De par le traitement des informations, il est évident que le travail est mal ciblé. L’affaire Evra en est le dernier exemple le plus probant. Le « deux fois meilleur arrière gauche du monde » a fait du bruit car il s’est attaqué à la corporation. On touche pas aux copains et l’ensemble de la profession s’est chargé de le recadrer. Dans le même temps, on apprenait l’altercation Ribéry-Houllier… qui n’a fait absolument aucun ramdam. Pourquoi? Parce qu’il ne faut surtout pas égratigner le meilleur joueur français du moment, en route pour un possible Ballon d’Or. Cette façon de faire est-elle honnête?
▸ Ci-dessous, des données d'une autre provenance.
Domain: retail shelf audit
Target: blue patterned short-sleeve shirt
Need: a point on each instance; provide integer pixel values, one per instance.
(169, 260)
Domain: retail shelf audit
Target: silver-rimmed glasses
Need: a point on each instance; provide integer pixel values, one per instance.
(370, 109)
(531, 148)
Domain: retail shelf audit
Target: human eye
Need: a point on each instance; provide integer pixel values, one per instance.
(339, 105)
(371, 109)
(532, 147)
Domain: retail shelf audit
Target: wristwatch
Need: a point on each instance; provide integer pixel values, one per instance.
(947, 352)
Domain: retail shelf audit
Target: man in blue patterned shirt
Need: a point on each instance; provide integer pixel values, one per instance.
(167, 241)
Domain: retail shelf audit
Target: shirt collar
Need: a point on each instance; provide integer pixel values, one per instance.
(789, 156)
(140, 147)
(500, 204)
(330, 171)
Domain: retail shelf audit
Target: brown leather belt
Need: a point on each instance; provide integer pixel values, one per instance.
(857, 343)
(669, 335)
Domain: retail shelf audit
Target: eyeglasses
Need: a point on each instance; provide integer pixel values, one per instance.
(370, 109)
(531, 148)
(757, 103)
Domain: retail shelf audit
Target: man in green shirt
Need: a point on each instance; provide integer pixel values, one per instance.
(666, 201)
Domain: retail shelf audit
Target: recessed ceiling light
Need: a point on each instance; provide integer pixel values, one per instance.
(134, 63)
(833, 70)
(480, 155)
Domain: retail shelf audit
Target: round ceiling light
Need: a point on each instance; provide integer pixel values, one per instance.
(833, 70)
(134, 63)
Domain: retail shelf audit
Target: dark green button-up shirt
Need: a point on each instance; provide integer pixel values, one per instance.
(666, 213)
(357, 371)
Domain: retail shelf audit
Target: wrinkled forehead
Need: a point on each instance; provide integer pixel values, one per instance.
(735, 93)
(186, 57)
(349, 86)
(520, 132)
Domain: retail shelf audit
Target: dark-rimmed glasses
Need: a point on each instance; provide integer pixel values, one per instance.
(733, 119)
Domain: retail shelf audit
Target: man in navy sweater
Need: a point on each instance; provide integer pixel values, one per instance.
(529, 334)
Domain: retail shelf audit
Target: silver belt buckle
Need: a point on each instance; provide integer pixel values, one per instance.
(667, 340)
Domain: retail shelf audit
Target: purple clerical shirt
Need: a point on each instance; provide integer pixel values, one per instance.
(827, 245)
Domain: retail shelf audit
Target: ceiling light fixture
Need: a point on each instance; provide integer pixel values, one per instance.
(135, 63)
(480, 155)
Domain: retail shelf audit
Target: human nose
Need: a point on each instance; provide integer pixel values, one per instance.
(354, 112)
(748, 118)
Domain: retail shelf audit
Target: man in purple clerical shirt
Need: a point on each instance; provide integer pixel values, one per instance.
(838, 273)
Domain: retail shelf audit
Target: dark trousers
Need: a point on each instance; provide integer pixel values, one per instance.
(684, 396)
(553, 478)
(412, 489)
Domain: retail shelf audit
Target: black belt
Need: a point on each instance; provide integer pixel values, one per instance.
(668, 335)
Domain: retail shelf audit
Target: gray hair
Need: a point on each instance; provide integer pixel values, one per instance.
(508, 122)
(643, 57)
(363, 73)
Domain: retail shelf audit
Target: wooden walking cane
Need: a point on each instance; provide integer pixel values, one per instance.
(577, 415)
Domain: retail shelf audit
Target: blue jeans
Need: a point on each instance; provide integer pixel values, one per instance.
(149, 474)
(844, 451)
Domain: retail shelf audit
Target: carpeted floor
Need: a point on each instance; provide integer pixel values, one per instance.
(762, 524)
Pat La Menace est en aucun cas défendable sur le manque de connaissance dont il a fait part envers les carrières de Luis Fernandez et Bixente Lizarazu, encore moins quant à ses moqueries sur l’obésité de Pierre Ménès et sa suffisance naturelle. Mais force est de reconnaitre que c’est deux poids-deux mesures avec les journalistes. Une injustice de traitement qui a pour cause l’égo surdimensionné de personnes qui n’acceptent pas la divergence alors qu’elles passent leur temps à décrier. Dans ce genre de cas, on reste dans une vision franco-française en permanence: là on zappe volontairement le dossier Ribéry car le voir tout en haut de l’affiche fera beaucoup de buzz, tout comme mettre Evra (joueur symbole de Knysna par excellence) à terre. Caustique après de venir donner des leçons de comportement ou de discuter pendant 107 ans de l’attitude des joueurs.
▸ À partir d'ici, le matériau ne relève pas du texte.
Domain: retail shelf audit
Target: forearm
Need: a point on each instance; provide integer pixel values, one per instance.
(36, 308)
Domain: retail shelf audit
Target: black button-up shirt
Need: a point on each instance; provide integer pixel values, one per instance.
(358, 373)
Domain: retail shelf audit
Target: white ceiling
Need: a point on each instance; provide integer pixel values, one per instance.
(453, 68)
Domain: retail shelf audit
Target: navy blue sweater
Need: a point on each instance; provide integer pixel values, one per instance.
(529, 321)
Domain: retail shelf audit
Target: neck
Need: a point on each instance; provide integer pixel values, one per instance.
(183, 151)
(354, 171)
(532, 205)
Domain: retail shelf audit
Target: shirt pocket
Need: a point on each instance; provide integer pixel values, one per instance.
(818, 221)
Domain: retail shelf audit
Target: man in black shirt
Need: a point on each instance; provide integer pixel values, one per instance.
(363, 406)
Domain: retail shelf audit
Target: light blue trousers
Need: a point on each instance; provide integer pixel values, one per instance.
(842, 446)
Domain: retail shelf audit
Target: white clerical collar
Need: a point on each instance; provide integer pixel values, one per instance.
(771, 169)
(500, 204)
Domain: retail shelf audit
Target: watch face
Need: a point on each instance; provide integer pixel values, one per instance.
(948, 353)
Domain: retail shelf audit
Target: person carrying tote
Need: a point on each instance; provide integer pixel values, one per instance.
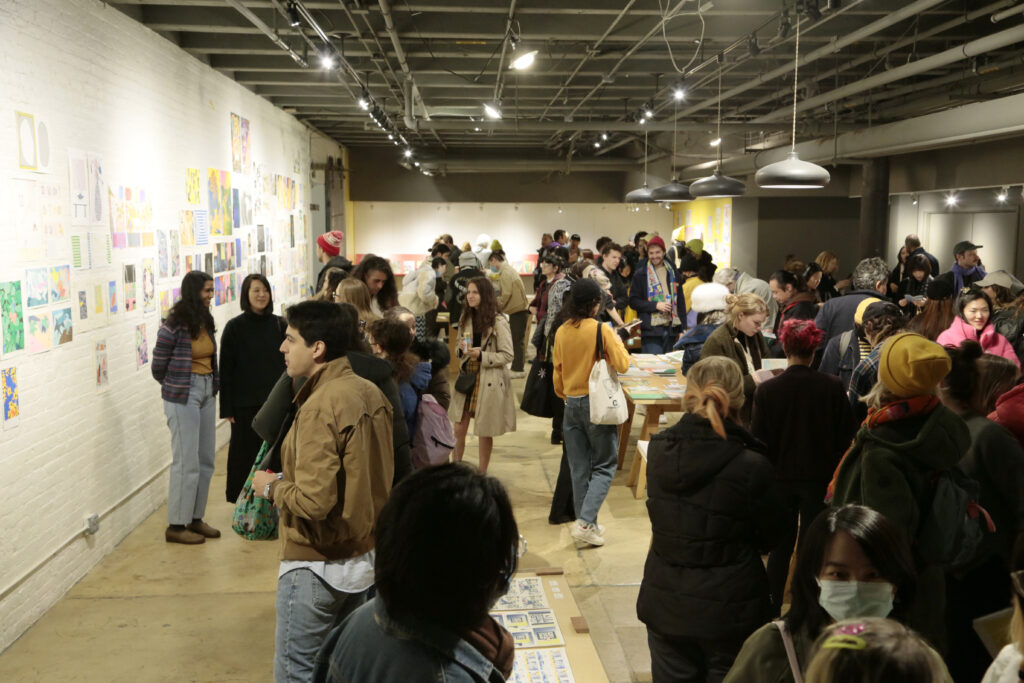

Heureusement, certains ne tombent pas dans le piège et des magasines comme So Foot ou des émissions comme L’After Foot font la résistance dans le monde de la footixerie.
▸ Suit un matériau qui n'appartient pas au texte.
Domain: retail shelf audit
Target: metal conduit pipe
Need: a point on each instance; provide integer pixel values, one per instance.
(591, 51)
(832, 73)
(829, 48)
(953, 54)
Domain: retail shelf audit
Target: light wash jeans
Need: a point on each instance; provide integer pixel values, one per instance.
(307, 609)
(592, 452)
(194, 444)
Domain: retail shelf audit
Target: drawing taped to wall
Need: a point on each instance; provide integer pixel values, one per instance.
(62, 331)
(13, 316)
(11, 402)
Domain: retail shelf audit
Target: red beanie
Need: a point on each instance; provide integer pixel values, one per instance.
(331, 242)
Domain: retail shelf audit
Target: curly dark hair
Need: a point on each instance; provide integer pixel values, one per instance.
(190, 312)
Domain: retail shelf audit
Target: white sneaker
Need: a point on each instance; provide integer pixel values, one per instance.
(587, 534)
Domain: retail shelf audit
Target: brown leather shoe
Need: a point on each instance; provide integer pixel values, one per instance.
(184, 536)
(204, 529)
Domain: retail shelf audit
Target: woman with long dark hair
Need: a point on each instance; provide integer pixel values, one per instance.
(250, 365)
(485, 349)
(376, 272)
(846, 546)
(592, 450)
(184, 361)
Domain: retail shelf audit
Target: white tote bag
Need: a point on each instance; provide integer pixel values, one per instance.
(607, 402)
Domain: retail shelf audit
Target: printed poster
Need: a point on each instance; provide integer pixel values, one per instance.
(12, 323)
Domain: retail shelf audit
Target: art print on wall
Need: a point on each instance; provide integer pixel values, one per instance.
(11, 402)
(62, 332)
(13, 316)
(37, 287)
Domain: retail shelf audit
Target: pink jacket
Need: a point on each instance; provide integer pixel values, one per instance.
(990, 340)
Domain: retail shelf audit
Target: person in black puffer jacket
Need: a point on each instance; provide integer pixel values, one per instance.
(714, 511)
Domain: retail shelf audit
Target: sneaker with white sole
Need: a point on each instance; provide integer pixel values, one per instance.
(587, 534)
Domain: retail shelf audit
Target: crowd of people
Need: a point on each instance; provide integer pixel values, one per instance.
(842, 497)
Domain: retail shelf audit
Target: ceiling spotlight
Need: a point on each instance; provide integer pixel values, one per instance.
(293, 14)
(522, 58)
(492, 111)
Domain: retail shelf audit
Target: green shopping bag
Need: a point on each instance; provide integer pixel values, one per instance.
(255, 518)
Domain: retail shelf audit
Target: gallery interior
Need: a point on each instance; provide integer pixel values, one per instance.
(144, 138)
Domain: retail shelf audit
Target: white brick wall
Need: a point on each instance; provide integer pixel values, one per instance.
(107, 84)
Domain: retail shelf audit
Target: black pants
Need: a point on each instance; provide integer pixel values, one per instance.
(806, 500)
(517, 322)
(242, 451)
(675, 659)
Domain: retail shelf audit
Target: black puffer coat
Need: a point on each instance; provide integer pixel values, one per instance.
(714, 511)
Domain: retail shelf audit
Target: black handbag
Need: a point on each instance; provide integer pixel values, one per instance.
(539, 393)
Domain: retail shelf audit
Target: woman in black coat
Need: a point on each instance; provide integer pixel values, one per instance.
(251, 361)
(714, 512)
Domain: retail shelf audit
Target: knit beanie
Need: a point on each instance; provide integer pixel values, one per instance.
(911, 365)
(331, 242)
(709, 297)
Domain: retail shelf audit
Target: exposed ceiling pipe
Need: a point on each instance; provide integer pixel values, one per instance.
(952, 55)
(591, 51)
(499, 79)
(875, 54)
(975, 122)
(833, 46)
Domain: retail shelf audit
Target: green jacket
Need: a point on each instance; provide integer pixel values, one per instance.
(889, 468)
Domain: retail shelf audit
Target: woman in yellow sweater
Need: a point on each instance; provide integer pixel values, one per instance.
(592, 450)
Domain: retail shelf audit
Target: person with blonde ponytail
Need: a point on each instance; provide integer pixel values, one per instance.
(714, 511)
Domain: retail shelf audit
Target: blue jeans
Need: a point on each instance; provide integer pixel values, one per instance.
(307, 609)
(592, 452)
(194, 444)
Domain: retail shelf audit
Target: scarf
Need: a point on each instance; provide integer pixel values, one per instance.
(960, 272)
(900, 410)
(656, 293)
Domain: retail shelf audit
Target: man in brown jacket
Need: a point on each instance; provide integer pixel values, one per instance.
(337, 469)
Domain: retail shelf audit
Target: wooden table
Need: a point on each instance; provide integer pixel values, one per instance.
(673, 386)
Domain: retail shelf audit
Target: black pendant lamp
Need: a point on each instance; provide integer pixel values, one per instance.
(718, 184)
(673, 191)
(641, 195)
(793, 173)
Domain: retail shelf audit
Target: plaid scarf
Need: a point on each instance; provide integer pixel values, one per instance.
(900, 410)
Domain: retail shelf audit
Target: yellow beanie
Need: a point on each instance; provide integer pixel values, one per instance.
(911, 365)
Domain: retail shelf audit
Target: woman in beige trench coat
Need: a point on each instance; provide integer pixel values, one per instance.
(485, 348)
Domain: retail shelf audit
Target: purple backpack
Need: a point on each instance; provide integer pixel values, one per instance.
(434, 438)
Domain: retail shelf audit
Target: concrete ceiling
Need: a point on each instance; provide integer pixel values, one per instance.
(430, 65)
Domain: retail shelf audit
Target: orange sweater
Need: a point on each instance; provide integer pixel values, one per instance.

Mais la majorité des journalistes, par l’intermédiaire de la surreprésentation des consultants, s’attardent plus sur le futile qui fait vendre que sur le primordial qui dérange ou instruit. Un manque de clairvoyance qui conforte le public dans son manque de connaissance et qui continue de creuser le fossé qui nous sépare de nos voisins européens.
Le plus important est ailleurs pour les journalistes, à savoir l’image qu’ils renvoient, l’attention qu’ils reçoivent et l’animosité qu’ils déclenchent.
Avec de tels procédés, pas étonnant de voir les sportifs se « lâcher ». Hier le tennisman Benoit Paire, tout juste éliminé au 1er tour du tournoi de Bercy, s’est fendu d’une petite sortie médiatique très poussée: « Dès mon entrée sur le court, j’ai entendu des sifflets. Les gens ne comprennent rien, ils sifflent tout. Ce sont des abrutis. Je suis 26ème mondial, eux ils sont combien pour siffler? » Visiblement, seul 25 personnes peuvent le critiquer. Autant pour nous, autant pour la culture sport.